Mais l’ange lui dit : « Sois sans crainte, Marie, car tu as trouvé grâce devant Dieu. Tu deviendras enceinte et tu enfanteras un fils, et tu lui donneras le nom de Jésus. Il sera grand et sera appelé Fils du Très-Haut. Dieu lui donnera le trône de David, son ancêtre. Il régnera sur le peuple de Jacob pour toujours, et son royaume n’aura pas de fin. »

Marie dit alors à l’ange : « Comment puis-je devenir mère si je n’ai pas de relation avec un homme ? » L’ange répondit : « Le Saint-Esprit viendra sur toi, et la puissance du Très-Haut te couvrira de son ombre. C’est pourquoi ton fils sera saint, et on l’appellera Fils de Dieu. Voici Élisabeth, ta parente, dans sa vieillesse, enceinte. Celle qui n’a pas pu avoir d’enfant est maintenant enceinte de six mois, car rien n’est impossible à Dieu. »

Marie dit : « Je suis la servante du Seigneur ; que tout se passe pour moi comme tu l’as dit ». Après ces mots, l’ange se retira. (1)

Nazareth est le lieu où Dieu décide de devenir homme, à travers une femme, Marie. Elle nous donne Jésus de Nazareth, un homme réel, et non virtuel. C’est l’homme de Dieu qui donne un sens à la gratuité, car Dieu n’a pas de stratégie avec les hommes : il ne propose pas de processus éducatif, social ou virtuel. Il est pur Amour, un Amour à 24 carats, cent pour cent pur, sans conservateurs ni colorants, sans condamnations ni lots de consolation.

L’amour de Dieu passe par Nazareth pour demeurer, pour demeurer dans le sein d’une vierge. Le fruit de tout cela est Saint ; Il est le Fils du Très-Haut, Il est le Fils de Dieu. Ici, Dieu ne se cache pas : Dieu demeure parmi nous, dans le silence et dans le Verbe fait chair.

Marie traverse Nazareth sans faire de bruit. Les intuitions de Charles de Foucauld, lors de son séjour à Nazareth, naissent également dans le silence et dans un service humble, simple, socialement imperceptible. Pour Marie, pour Frère Charles, Nazareth est un lieu et un temps de contemplation : le lieu et le temps qui transformeront d’autres situations et étapes de leur vie en espaces contemplatifs. Ils apprennent à Nazareth à vivre ce quotidien avec amour pour les petites choses et pour les petits.
À Nazareth, Marie enseigne Jésus, et à Nazareth, Frère Charles est enseigné par Jésus.

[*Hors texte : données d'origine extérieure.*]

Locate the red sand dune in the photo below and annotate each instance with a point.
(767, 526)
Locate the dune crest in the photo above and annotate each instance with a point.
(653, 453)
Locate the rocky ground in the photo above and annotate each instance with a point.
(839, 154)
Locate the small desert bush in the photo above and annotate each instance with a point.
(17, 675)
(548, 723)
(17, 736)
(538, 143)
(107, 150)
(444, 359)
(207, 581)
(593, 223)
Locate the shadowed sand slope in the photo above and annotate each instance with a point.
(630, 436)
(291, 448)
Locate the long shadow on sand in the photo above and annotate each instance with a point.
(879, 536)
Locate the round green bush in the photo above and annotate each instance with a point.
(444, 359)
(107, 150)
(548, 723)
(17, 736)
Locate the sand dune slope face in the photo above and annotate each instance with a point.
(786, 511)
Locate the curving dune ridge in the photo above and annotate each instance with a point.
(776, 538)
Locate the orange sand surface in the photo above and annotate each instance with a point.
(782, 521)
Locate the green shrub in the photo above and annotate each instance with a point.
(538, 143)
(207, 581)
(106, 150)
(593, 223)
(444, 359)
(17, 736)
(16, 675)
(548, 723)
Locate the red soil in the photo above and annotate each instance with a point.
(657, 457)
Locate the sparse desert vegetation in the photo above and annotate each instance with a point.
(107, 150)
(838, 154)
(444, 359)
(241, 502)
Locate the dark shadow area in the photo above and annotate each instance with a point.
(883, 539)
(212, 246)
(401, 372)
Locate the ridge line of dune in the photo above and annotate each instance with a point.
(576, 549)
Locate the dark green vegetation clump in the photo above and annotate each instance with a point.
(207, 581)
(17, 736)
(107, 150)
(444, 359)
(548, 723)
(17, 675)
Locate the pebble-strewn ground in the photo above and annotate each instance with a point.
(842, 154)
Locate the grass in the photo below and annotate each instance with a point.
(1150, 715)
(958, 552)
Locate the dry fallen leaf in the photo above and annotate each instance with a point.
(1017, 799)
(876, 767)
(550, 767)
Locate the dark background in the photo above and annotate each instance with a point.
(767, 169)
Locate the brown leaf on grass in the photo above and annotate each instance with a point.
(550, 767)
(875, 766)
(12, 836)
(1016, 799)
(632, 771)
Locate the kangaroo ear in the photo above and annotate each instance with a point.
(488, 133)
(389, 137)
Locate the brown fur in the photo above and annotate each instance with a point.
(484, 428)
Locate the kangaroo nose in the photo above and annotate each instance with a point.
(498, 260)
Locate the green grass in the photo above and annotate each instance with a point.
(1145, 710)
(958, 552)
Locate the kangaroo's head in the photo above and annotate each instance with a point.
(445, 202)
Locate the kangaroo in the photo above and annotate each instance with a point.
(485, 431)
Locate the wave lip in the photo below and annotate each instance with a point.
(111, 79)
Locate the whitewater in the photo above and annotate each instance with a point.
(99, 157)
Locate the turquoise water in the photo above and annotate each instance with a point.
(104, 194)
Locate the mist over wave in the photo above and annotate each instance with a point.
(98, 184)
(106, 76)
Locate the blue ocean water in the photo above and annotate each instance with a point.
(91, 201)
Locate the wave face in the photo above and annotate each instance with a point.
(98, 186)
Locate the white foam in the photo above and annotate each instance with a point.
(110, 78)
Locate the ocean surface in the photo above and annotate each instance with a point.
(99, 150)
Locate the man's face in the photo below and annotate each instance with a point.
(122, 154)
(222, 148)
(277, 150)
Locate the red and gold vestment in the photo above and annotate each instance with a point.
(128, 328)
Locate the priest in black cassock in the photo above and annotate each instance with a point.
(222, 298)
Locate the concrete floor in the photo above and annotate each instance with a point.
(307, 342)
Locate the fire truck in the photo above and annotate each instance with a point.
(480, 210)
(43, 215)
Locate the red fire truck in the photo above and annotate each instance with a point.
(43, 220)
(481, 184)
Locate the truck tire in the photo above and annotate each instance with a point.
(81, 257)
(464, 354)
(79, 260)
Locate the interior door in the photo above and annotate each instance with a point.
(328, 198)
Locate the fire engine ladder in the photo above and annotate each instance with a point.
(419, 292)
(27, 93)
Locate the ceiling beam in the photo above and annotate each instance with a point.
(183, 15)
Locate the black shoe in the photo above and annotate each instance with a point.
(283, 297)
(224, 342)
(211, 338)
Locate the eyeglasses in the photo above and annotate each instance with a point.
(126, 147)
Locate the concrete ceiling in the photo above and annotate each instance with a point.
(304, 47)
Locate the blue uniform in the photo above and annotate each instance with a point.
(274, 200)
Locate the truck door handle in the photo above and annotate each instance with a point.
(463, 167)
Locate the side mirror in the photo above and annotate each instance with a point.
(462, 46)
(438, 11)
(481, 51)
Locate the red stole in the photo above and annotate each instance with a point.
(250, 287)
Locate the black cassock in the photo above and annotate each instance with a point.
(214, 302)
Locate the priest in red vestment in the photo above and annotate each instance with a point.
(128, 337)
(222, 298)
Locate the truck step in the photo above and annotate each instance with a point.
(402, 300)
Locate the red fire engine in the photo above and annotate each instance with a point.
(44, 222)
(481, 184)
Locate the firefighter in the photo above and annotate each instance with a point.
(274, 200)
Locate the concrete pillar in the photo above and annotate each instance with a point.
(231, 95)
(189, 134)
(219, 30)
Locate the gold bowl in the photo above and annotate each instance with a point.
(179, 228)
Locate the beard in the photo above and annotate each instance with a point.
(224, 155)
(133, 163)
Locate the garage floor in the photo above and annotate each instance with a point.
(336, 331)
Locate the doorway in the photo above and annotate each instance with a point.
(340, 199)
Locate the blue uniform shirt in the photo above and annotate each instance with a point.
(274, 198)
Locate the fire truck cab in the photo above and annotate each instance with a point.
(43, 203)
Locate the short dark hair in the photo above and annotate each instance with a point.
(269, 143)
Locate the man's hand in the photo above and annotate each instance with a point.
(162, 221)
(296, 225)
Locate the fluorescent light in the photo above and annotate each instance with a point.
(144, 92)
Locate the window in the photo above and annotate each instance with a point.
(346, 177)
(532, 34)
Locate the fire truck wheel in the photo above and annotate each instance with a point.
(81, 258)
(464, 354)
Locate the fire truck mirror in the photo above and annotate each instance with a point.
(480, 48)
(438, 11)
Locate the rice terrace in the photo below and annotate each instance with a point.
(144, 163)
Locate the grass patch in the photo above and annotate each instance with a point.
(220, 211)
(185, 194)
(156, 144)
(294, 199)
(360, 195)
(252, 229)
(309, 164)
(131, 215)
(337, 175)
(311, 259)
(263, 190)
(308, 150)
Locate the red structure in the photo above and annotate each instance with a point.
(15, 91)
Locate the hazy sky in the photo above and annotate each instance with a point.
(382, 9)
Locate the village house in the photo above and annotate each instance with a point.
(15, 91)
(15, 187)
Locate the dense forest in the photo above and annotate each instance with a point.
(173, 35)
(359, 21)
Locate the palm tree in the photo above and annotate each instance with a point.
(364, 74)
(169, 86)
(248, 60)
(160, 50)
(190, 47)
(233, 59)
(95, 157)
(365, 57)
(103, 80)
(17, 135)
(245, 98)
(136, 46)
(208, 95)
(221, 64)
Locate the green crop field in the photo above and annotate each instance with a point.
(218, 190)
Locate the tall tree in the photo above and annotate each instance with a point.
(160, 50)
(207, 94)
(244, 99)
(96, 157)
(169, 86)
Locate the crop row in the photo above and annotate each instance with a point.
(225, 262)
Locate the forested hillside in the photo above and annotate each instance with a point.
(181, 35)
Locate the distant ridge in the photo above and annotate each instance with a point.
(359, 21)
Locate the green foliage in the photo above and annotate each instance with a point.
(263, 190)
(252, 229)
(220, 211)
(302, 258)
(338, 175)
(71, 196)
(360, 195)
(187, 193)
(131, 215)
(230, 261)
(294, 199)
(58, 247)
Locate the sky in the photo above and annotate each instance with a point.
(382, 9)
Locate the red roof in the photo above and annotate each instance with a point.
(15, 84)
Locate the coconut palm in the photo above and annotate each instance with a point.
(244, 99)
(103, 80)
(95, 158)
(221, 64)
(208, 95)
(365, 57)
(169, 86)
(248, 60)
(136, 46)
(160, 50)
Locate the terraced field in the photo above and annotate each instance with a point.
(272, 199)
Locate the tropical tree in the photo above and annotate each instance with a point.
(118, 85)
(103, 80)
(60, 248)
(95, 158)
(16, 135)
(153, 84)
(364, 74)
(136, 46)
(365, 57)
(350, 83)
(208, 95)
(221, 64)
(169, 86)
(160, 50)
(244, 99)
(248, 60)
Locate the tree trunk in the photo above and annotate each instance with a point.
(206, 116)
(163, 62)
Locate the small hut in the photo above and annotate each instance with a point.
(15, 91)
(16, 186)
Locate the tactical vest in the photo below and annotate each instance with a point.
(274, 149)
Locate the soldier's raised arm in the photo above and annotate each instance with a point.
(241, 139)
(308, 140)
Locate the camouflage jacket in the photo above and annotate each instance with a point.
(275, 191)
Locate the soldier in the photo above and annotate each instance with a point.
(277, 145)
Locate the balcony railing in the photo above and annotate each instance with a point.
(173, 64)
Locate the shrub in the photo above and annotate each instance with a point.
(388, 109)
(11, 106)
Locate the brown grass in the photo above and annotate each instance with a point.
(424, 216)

Nous sommes appelés à vivre comme Jésus, et non à faire semblant de vivre comme Jésus, en rendant le sens de Dieu (comment nous le vivons, comment nous l’adorons, comment nous l’aimons, comment nous le transmettons) purement virtuel. C’est notre vie qui doit évangéliser, et non nos paroles. Les paroles endoctrinent ; la vie convainc.

Laissons-nous enseigner à Nazareth, travaillons, grandissons…
Rien de tout cela n’est possible si nous ne vivons pas, ne rencontrons pas, ne visitons pas, ne célébrons pas avec une attitude contemplative. Nous risquons de devenir les exécutants d’une liturgie sans cœur, les fidèles gardiens d’une tradition, et d’oublier Celui qui nous a appelés, Celui qui nous a fait aimer, Celui que nous annonçons.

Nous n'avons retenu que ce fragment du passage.